Flirting with anarchism at times, Döblin, in a series of articles for the journal Die Neue Rundschau in 1919-1920, “attacks the Weimar state and its Social-Democratic leadership as a thin veneer beneath which the old power structure of officers and junkers [landowning aristocrats] remains: ‘Germany, the Imperial Republic.’” In 1925, he joined the Gruppe 1925, “an informal gathering of left-liberal and Communist writers that discussed politics and art between 1925 and 1928,” writes Dollenmayer. Other members included Bertolt Brecht, Robert Musil, Ernst Toller, Joseph Roth and Johannes Becher. Döblin remained aloof, however, from party politics.
Berlin Alexanderplatz was a great artistic and popular success. It needs to be read to be appreciated. It is many things, including the evocation of a huge modern city. In a 1930 review, left-wing critic Walter Benjamin noted that the “stylistic principle governing this book is that of montage. Petty-bourgeois printed matter, scandalmongering, stories of accidents, the sensational indictments of 1928, folk songs, and advertisements rain down in this text. The montage explodes the framework of the novel, bursts its limits both stylistically and structurally, and clears the way for new, epic possibilities. Formally, above all.”

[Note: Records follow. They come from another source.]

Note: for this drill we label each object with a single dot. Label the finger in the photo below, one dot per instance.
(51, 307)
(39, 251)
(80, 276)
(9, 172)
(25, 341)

Fassbinder suggested the novel’s language “is certainly shaped by such things—mostly the noises of the big city, the specific rhythms, the constant madness of an unceasing back-and-forth. And … a very specific alertness to everything that living in the city means, certainly provides the source of the montage technique Döblin uses.”

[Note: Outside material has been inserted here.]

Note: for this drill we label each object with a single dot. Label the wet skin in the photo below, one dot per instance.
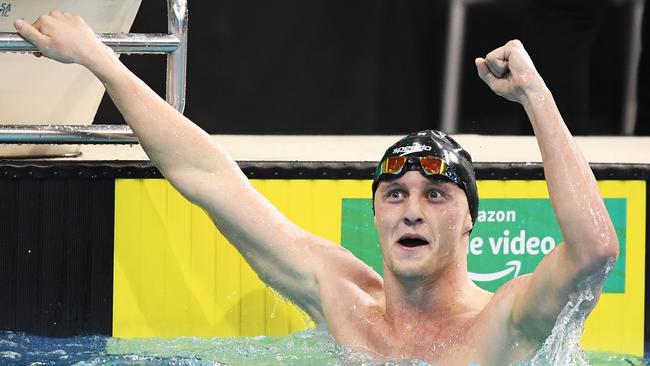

The Stalinist literary press attacked Döblin’s novel as a “reactionary and counterrevolutionary attack on the thesis of organized class struggle.” This was very stupid and repressive, but it doesn’t mean there are no problematic features of the novel. They are hinted at by Benjamin’s somewhat barbed concluding comment in his generally friendly review that Berlin Alexanderplatz was “the most extreme and vertiginous, the last and most advanced stage of the old bourgeois Bildungsroman,” i.e., a novel of individual “spiritual education.”
There are unquestionably signs in the novel that the betrayals of Social Democracy and the Stalinization of the Communist Party have politically discouraged Döblin. He imagines Franz Biberkopf only opening his eyes to reality, maturing, through a series of calamities, during the course of which he discards his arrogance, hubris and illusion of “strength” and becomes “clear-headed,” a type of extreme program of psychotherapy.
Nevertheless, Berlin Alexanderplatz is an immense artistic achievement. If the new film serves no other purpose than focusing attention on the novel, it will have performed a valuable service.